National Express promotes ‘romance of travel’ in new campaign

National Express is kicking off a TV campaign aimed at communicating the ‘romance of travel’ as it seeks to change people’s ‘outdated’ perceptions of coach travel and convince them to consider taking a coach, rather than opting for the train or car.

Video: National Express new TV ad

The TV spots, which kick off tomorrow (14 June) focus on the reasons why people take coach journeys. Created by agency Isobel, the three ads show a group of girls heading to the airport, a couple going on a weekend away and a student coming back from college to visit his family.

They also star actor David Soul, best known for his turn in TV programme Starsky and Hutch, as the coach driver. The hope is the use of a celebrity will make the ad stand out and add some humour.

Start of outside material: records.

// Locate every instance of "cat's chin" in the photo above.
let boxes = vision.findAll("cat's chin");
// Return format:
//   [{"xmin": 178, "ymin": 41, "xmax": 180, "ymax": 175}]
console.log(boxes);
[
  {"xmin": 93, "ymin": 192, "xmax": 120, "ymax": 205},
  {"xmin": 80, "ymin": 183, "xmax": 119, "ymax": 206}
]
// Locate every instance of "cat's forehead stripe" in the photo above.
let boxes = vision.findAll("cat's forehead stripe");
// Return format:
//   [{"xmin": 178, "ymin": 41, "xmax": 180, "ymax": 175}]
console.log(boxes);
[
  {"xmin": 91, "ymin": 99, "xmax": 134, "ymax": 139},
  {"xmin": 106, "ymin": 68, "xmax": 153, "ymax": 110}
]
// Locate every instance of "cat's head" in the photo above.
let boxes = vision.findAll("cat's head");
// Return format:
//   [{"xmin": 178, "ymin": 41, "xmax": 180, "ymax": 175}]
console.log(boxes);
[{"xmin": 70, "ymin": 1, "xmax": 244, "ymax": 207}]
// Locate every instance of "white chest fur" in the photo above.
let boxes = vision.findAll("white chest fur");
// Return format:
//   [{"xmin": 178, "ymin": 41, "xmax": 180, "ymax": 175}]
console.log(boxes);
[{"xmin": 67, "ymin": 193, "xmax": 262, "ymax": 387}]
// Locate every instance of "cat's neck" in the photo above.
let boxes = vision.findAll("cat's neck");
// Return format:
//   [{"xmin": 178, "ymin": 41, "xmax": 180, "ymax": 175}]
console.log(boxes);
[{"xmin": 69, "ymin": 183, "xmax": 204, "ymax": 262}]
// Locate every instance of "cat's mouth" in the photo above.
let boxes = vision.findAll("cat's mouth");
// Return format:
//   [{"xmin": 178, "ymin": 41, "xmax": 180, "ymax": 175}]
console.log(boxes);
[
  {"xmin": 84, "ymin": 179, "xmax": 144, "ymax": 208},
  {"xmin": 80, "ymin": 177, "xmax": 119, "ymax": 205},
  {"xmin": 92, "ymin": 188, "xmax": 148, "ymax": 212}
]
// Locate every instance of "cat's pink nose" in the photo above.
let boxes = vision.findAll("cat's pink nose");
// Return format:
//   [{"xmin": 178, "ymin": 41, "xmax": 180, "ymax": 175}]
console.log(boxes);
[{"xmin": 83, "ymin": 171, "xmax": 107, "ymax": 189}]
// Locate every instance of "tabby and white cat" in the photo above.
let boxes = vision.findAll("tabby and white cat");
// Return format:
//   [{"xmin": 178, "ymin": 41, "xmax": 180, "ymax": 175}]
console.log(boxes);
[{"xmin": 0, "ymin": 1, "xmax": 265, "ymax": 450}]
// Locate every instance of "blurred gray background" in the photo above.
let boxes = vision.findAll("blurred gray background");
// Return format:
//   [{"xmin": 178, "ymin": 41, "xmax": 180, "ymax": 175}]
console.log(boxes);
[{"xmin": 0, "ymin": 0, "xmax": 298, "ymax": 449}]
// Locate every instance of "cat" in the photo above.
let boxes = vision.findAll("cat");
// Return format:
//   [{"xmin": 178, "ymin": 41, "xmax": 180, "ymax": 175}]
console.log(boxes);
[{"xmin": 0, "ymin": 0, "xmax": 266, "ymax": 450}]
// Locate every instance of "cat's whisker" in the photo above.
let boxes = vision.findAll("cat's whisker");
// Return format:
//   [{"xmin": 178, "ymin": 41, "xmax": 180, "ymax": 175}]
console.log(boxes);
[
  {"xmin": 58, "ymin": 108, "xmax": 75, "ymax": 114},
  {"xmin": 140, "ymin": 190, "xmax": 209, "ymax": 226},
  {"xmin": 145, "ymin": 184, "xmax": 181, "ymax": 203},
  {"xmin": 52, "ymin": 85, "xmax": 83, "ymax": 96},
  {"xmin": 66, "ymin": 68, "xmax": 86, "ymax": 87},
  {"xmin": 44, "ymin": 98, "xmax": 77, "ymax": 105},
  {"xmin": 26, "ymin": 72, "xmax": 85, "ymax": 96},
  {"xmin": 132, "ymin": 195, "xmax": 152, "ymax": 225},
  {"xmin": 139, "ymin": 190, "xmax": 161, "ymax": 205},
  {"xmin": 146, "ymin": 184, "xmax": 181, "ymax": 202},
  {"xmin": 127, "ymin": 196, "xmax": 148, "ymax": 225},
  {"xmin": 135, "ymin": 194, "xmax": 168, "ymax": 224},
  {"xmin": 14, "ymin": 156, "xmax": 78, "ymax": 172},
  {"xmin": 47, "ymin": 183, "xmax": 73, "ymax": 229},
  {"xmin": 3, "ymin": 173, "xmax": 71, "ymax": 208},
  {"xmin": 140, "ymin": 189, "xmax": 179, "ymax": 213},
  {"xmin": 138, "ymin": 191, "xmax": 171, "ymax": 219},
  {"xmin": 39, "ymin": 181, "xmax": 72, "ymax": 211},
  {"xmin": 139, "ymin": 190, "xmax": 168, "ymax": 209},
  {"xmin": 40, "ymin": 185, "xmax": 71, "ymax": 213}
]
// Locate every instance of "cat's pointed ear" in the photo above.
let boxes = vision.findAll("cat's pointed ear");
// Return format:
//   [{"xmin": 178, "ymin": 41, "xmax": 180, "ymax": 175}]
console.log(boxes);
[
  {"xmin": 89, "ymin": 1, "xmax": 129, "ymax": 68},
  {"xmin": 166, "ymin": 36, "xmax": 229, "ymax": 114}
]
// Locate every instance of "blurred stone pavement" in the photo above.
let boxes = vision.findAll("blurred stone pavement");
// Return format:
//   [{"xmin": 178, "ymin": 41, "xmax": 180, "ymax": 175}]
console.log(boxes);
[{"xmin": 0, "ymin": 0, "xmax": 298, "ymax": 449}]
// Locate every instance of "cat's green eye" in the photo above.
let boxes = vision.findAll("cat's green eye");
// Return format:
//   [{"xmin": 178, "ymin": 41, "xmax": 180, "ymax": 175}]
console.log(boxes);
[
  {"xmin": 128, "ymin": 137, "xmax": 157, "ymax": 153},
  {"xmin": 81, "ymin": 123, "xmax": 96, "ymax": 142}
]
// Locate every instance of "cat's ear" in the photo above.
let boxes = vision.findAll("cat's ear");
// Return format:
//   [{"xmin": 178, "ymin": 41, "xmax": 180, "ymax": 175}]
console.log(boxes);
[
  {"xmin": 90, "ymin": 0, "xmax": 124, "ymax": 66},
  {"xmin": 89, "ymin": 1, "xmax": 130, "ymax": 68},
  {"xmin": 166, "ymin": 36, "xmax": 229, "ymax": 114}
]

Speaking to Marketing Week, National Express’ marketing director Susanna Holdsworth says the aim is to shift the brand’s positioning to make it a ‘good time brand’ associated with holidays and trips. She believes many people still have an outdated view of coach travel, so the ads will also look to showcase the product, including the fact that the coaches have WiFi, leather seats and plugs so people can charge phones or work on their laptops.

“We want to get on the consideration list for more people so that when they are looking to take a journey they consider coach. We have implemented lots of improvements over the past five years and we want to showcase that to customers as well as rolling in the reasons why people travel,” she adds.

Holdsworth says National Express does not need to boost awareness, with more than 90 per cent of the population aware of the brand. However, she admits there is a perception issue and that it needs to convince people that coaches are a “credible” option.

The TV spots will initially run in central England, with National Express planning to assess the results, including passenger revenues and social media engagement, and then roll it out nationwide if the results are positive. The TV campaign is being backed up by print ads, as well as social media and CRM activity.

Ads will also appear on the back of 50 National Express coaches and at point-of-sale in its retail location as it looks to create a consistent brand message.

National Express has had a strong start to the year, with passenger numbers up 9 per cent year on year. Holdsworth is hoping the campaign will build on that momentum.

“There are times when coach travel works and times when it doesn’t. We just want to make sure people consider us,” she adds.